World Central Kitchen, the biggest provider of food aid in the Gaza Strip after the United Nations, said Tuesday that it was pausing operations across the Middle East after seven of its workers including a U.S.-Canadian dual citizen were killed in what it said was an Israeli airstrike.
The group said its workers had coordinated their movements ahead of time with the Israeli military. Rear Adm. Daniel Hagari, the Israeli military’s chief spokesman, expressed “sincere sorrow” and said it was reviewing the circumstances of the incident.
The pause threatens to exacerbate the humanitarian crisis in the Palestinian territory, with more aid groups expected to suspend their activities out of fear for their staff’s safety. More than one million people are estimated to be starving in Gaza as a result of the war Israel launched against Hamas in response to the Oct. 7 attacks, which Israeli authorities say killed 1,200 people, mostly civilians.
The aid workers’ deaths drew condemnation from Western capitals and risk further isolating Israel over its conduct in the war, which has killed about 33,000 Palestinians in Gaza, mostly women and children, according to health authorities in the territory. The numbers don’t distinguish between militants and civilians.
U.N. World Food Program Director Cindy McCain said she was shocked and heartbroken by the World Central Kitchen deaths. “This attack on our humanitarian community is unacceptable,” she tweeted. “The safety of aid workers is paramount, as is the safety of those who come to receive aid.”
World Central Kitchen, which was founded by celebrity chef José Andrés, runs field kitchens that provide free hot meals during crises, such as earthquakes and floods. It first operated in a war zone in Ukraine.
In Gaza, the Washington-based group has ramped up operations since Oct. 7 to provide 300,000 meals a day, making deliveries by truck, airdrop and by sea through a maritime corridor that it pioneered with an initial shipment last month. President Biden said last month that the U.S. military would build a pier off the coast of Gaza to enable aid deliveries by sea, but the pier hasn’t been put in place yet.
In a war that poses unprecedented challenges for humanitarian organizations used to operating in the world’s toughest environments, World Central Kitchen has punched above its weight in Gaza. While the U.N. provides nearly 80% of humanitarian aid, World Central Kitchen accounts for more than half of non-U.N. deliveries, mostly food, according to Cogat, the Israeli military body coordinating aid there.

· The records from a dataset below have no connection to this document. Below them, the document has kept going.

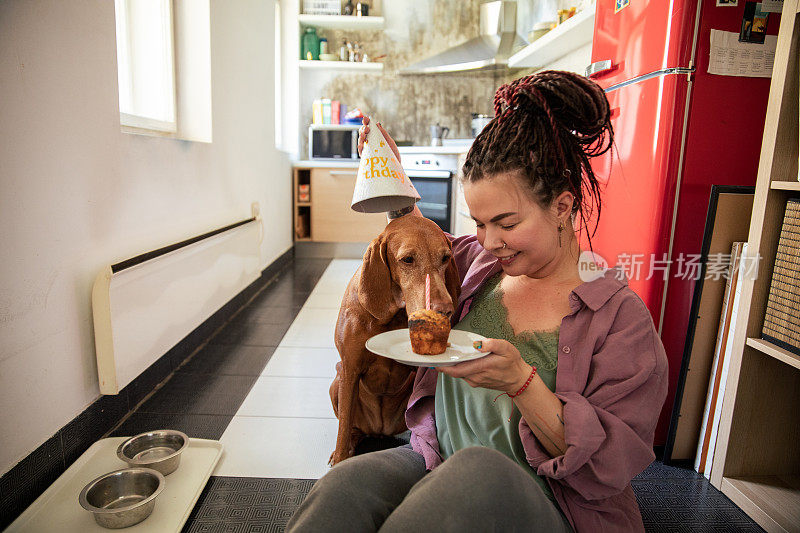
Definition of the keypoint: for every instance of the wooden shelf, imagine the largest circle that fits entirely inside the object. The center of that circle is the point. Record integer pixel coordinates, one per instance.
(785, 185)
(340, 65)
(567, 37)
(757, 456)
(781, 354)
(342, 22)
(773, 501)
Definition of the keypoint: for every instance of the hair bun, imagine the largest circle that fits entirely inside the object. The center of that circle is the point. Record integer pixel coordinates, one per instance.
(570, 102)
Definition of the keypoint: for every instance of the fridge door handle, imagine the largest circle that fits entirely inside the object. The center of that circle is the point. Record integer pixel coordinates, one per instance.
(599, 67)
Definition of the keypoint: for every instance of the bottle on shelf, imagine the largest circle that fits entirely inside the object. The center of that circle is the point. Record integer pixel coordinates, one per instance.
(349, 8)
(310, 44)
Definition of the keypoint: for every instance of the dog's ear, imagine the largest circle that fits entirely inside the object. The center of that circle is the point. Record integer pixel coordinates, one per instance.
(451, 279)
(375, 285)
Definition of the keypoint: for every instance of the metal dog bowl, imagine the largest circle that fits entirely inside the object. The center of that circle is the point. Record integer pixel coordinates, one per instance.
(160, 450)
(122, 498)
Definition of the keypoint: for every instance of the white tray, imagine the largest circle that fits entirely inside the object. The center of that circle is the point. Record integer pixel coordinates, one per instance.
(57, 509)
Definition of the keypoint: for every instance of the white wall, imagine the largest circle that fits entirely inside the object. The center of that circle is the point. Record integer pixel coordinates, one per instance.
(76, 194)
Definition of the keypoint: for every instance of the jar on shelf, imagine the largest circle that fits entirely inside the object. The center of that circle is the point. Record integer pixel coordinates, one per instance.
(310, 49)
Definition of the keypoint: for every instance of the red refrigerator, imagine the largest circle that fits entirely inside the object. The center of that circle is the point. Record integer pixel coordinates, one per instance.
(678, 131)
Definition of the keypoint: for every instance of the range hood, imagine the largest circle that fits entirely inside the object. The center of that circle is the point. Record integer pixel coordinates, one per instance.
(487, 52)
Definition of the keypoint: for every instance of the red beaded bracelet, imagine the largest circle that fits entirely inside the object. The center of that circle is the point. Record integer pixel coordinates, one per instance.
(521, 389)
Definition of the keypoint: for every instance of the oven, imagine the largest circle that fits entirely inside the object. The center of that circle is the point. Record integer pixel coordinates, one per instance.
(433, 174)
(435, 188)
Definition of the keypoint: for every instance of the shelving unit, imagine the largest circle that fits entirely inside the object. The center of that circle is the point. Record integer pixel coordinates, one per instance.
(342, 22)
(786, 185)
(340, 65)
(567, 37)
(757, 458)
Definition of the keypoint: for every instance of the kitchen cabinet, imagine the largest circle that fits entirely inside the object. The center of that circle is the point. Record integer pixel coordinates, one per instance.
(326, 216)
(567, 37)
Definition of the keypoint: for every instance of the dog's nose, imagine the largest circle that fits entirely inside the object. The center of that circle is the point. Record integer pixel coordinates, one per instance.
(445, 309)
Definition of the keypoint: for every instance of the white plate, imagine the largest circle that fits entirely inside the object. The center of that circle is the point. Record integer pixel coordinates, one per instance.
(396, 344)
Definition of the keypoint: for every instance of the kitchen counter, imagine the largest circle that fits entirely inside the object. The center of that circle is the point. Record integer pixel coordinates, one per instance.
(323, 163)
(455, 147)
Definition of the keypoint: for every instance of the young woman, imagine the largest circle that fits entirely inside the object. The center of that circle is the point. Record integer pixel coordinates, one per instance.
(546, 432)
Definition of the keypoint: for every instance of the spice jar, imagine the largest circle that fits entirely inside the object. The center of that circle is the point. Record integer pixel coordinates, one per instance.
(310, 44)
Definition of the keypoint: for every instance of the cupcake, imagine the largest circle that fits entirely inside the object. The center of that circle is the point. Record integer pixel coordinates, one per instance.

A second convoy of ships organized by World Central Kitchen that departed from Cyprus over the weekend arrived late Monday and began to unload some 400 tons of food. World Central Kitchen said its workers, who were traveling in two armored cars branded with the group’s logo and a soft-skin vehicle, were hit as they left a warehouse in the central Gaza city of Deir al-Balah where they had deposited food from the ships.
A spokeswoman for World Central Kitchen said the ships were sent back to Cyprus after the incident, having only unloaded a quarter of the food they were meant to deliver.
World Central Kitchen blamed the deaths on a targeted attack by the Israeli military.
“This is not only an attack against WCK, this is an attack on humanitarian organizations showing up in the most dire of situations where food is being used as a weapon of war,” said Chief Executive Erin Gore. “This is unforgivable.”
The victims included three British nationals, a U.S.-Canadian dual-citizen, one Palestinian, an Australian and a Polish citizen, according to World Central Kitchen.
White House national security spokeswoman Adrienne Watson tweeted that the U.S. was “deeply troubled” by the strike and called on Israel to investigate.
Poland’s Foreign Ministry condemned the death of Polish aid worker Damian Sobol. “Poland does not agree with the absence of compliance to international, humanitarian law and the protection of civilians, among them humanitarian workers,” it said on X. Deputy Justice Minister Arkadiusz Myrcha called for an investigation on state television.
The Australian aid worker was identified as Zomi Frankcom.
Australian Prime Minister Anthony Albanese called the strike “completely unacceptable.” He said he expected full accountability for the aid workers’ deaths and that the Foreign Ministry had requested a call with the Israeli ambassador to Canberra.
“This is beyond any reasonable circumstances—that someone going about providing aid and humanitarian assistance should lose their life,” he told reporters.